Плешанов Е.В. (Ростов) Княгиня Мария Ростовская

В 1850 г. настоятель Спасо-Яковлевского монастыря под полом Преображенской церкви, оставшейся от упраздненного в 1764 г. Спасо-Песоцкого монастыря, обнаружил гробницу Марии, жены князя Василька Ростовского. То, что он увидел и о чем рассказал, впоследствии породило слух об удивительной сохранности одеяния усопшей, в частности, желтых сафьяновых сапожек. В 1879 г. архимандрит Илларион произвел перестройку храма, уничтожил надгробные плиты и сделал мозаичный пол, лишь запомнив место погребения княгини, со временем забытое. Прошло более полувека. И вот в конце 1930-х гг., как вспоминал житель Ростова С.Е. Богословский, в городе вновь заговорили об обнаружении захоронения Марии, и будто бы по-прежнему в прекрасном состоянии оставались сафьяновые сапожки. Интерпретировать это сообщение, как и предыдущее, достаточно сложно. Весьма странным кажется то, что княгиня-основательница Спасо-Песоцкого монастыря оказалась погребенной в светском наряде. Но несомненно одно: эти рассказы отразили былое почтительное отношение ростовцев к жене князя Василька. Исследователи считали княгиню Марию причастной к ростовскому летописанию. Академик Д.С. Лихачев даже ввел в литературу термин «летописание Марьи»1. Однако следует отметить отсутствие тому прямых доказательств. В последнее время выяснилось, что возможности использования скудных известий источников о жизни и деятельности ростовской княгини далеко еще не исчерпаны.
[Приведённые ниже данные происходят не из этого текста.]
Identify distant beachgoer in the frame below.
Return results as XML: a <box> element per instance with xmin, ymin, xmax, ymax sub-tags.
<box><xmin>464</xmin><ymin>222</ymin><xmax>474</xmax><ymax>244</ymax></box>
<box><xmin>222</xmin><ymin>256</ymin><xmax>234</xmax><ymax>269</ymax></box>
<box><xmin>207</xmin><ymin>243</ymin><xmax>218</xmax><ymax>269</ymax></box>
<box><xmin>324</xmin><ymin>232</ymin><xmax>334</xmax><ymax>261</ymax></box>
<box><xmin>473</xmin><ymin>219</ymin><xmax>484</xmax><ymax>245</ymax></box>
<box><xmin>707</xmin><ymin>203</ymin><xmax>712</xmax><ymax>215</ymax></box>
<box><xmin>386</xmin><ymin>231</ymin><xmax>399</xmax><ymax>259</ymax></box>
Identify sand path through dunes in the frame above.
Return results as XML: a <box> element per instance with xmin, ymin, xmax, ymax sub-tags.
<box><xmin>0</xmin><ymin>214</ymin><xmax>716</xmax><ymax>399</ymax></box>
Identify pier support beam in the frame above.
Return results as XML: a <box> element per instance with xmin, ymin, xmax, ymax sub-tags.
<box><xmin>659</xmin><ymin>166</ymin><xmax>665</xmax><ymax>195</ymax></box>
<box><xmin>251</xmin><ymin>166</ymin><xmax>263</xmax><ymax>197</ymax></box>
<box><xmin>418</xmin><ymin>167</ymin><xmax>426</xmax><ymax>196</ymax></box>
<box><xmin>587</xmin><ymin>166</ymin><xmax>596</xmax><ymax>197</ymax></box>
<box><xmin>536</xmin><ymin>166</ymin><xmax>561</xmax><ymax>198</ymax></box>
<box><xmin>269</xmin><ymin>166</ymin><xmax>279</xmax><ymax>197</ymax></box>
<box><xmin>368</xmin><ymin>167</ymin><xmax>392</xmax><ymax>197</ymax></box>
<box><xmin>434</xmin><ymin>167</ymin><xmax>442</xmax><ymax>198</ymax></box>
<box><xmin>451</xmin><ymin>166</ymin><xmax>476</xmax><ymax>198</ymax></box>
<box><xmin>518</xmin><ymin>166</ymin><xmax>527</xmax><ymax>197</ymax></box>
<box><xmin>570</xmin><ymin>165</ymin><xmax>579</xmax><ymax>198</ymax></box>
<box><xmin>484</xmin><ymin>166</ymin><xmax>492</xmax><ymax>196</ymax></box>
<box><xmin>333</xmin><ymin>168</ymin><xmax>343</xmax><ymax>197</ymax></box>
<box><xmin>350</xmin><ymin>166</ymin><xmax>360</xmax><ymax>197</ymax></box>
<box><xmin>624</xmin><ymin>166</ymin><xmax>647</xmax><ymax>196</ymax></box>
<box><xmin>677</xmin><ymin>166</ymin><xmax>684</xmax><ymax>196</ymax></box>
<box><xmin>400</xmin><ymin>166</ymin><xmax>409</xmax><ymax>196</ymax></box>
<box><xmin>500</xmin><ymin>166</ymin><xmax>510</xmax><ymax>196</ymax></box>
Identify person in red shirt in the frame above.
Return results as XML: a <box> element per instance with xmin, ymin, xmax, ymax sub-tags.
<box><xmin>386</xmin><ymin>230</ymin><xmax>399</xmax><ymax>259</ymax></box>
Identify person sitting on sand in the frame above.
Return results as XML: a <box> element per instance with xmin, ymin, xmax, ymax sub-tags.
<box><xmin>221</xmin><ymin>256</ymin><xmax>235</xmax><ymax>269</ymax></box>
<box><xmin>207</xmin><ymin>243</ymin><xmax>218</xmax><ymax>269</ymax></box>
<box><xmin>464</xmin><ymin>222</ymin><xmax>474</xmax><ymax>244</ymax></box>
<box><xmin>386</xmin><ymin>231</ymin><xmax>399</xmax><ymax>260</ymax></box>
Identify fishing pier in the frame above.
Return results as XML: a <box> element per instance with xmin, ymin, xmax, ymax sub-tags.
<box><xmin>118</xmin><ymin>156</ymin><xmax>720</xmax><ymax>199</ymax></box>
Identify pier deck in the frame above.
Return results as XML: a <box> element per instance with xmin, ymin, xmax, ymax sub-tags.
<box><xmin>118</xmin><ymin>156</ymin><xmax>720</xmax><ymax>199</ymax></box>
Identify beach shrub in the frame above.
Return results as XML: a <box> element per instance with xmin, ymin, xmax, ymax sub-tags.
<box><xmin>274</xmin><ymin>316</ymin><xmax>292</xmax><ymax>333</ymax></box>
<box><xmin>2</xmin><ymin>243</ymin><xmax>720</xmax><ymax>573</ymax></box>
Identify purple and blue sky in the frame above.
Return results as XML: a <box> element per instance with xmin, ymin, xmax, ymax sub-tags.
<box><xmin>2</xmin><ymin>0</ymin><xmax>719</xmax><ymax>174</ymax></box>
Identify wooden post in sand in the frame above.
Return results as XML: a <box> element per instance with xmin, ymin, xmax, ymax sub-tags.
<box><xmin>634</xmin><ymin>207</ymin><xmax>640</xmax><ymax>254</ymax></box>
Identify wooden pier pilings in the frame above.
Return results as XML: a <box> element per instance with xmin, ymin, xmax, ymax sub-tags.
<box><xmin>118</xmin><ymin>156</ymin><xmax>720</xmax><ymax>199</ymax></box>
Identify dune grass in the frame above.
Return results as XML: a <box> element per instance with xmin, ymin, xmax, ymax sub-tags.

Мария происходила из черниговского княжеского рода. Ее прямым предком был знаменитый Олег Святославич, потомки которого заслужили у автора «Слова о полку Игореве» прозвище Гориславичей. Один из внуков Олега Святослав Всеволодович, прапрадед Марии, имел «свою волость», в которую вошли города Сновск, Стародуб, Карачев и Воротынск2. Позднее он вокняжился в Чернигове, в 1174 г. взял и разграбил Киев, а затем отбился от выступившей против него мощной княжеской коалиции. В 1181 г. произошло ожесточенное столкновение дружины Святослава с войсками Всеволода Большое Гнездо на реке Влене3. В боях особенно отличился Всеволод Святославич, дед Марии. Незадолго до того, в декабре 1179 г., Святослав женил своего среднего сына на дочери польского короля Казимира4. Таким образом, по линии бабушки Мария принадлежала к польской королевской семье. В кон. XII – перв. четв. XIII вв. черниговские князья проводили активную общерусскую политику, что неизбежно вело к осложнению отношений с соседними княжествами. В 1207 г. Всеволод Большое Гнездо поддержал киевского князя против Всеволода Черниговского и разгромил союзных черниговцам рязанцев.

Для владимиро-суздальских князей Черниговская земля всегда имела важное стратегическое значение. Через нее проходил кратчайший путь в Южную Русь, на часть которой претендовали северные потомки Мономаха. Военные столкновения владимирцев и черниговцев случались эпизодически, а периоды союзнических отношений были гораздо более продолжительными и укреплялись династическими браками. К примеру, Юрий Всеволодович был женат на сестре Михаила Черниговского, родной тетке Марии. Дочь свою владимирский князь, стремясь к укреплению старых связей с галицкими князьями, вместе с черниговцами помогавшими еще Юрию Долгорукому утвердиться в Киеве, то есть в Южной Руси, выдал за Василька Романовича, брата знаменитого витязя Даниила Галицкого5. Еще после 1157 г. от Черниговского княжества отделился г. Курск. Население курского посемья недоброжелательно относилось к черниговским Ольговичам. Князь Олег Курский обрел значительную силу, заимел прочные связи с Переяславлем Русским и начал борьбу за Чернигов6. Это не устроило Юрия Всеволодовича, и он оказал шурину прямую военную и дипломатическую поддержку. В дальнейшем он помог Михаилу Черниговскому получить княжеский стол в Новгороде. Ради укрепления владимирско-черниговского союза в январе 1227 г. был осуществлен еще один династический брак. Специально приглашенный во Владимир-на-Клязьме митрополит Киевский обвенчал племянника Юрия Всеволодовича Василька Ростовского и дочь Михаила Черниговского Марию7. 12 февраля 1227 г. молодую княжескую чету торжественно встречали в Ростове.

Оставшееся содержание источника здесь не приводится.